Bonus Chapter: Tetangga Atau...

"PACAR KAK JUUNAAA! MAIN YUK!"

Seruan kencang dan malu-maluin itu asalnya datang dari luar pagar rumahku. Sekumpulan bocah tengah bergerombol di dekat pintu pagar sambil cekikikan. Aku membuka daun jendela kamarku di lantai dua dan melongok ke bawah untuk melihat ada apa.

"Bubar, sana! Berisik!"

Si pemilik suara—yang jangkung, keren, dan sekarang rambutnya sudah dipotong—tengah memelototi bocah-bocah itu sambil memarkir motornya. Kemudian, seolah kami berdua terhubung dengan telepati, Juna mendongakkan kepalanya dan melihat ke arahku. Seketika wajah galaknya melunak, sudut bibirnya naik membentuk cengiran keren yang kayaknya sampai kapanpun bakal terus membuat lututku lemas.

Halo.
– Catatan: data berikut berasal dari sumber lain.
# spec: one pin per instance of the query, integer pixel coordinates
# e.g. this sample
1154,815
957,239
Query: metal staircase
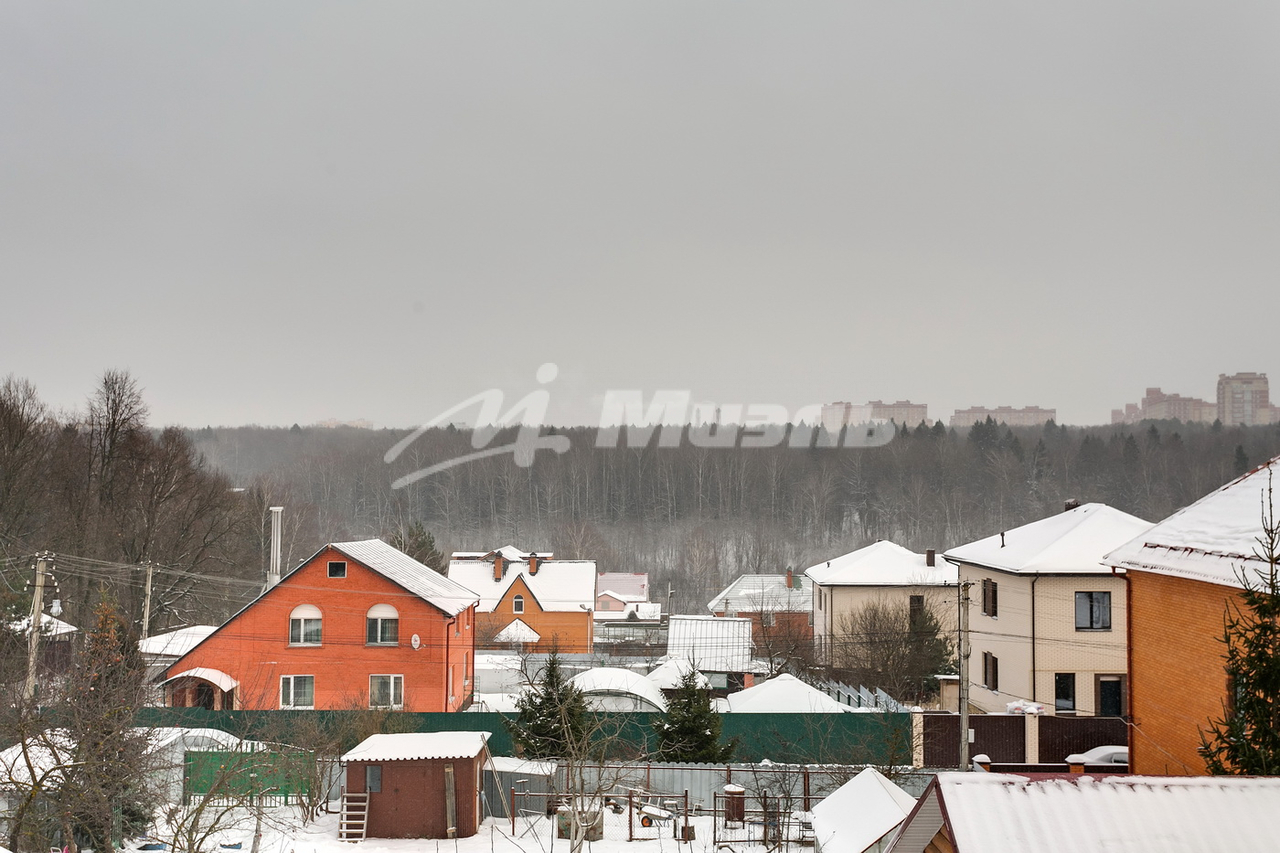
355,816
Juna menggerakkan bibirnya tanpa suara, membentuk kata itu padaku.

Aku balas ber-halo ria sambil melambai cerah. Lalu dengan terburu-buru aku keluar dari kamar dan menuruni tangga. Setibanya di pagar, aku disambut ledekan para bocah yang ternyata masih betah di sana.
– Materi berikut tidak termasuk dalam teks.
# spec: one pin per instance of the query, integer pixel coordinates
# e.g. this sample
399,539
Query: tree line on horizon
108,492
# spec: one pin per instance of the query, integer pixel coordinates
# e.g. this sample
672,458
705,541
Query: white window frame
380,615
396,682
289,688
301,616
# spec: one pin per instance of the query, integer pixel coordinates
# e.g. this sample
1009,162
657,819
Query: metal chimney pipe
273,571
"Kak! Kak!" salah satu bocah yang bergerombol mengerubungi Juna dan aku yang sedang membuka pintu pagar agar cowok itu bisa masuk, "Kalo nanti punya anak dinamainnya siapa?"
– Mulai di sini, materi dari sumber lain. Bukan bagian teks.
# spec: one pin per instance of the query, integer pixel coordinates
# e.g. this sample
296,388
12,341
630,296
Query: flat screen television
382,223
"Jeni!" salah seorang berseru.

"Jono!"

"Ih, jangan!"

Aku dan Juna saling tatap.

Kami sekarang sudah hampir empat bulan menjadi sepasang kekasih. Dan hubungan kami—uhuk—sudah direstui orangtua kami dan kabarnya juga sudah menyebar ke satu kompleks lebih cepat dari koneksi internet provider ponselku. Sesuai dugaan.

Tapi tetap saja aku masih kewalahan menanggapi komentar-komentar tetangga yang bikin malu setiap kali aku dan Juna kepergok jalan berdua. Bu Nani, pemilik warung yang terkenal sebagai Lambe Turah-nya kompleks rumah kami, senantiasa melayangkan pandangan-pandangan jahil dan ledekan memalukan setiap kali melihat kami, si 'pasangan kembar nama'.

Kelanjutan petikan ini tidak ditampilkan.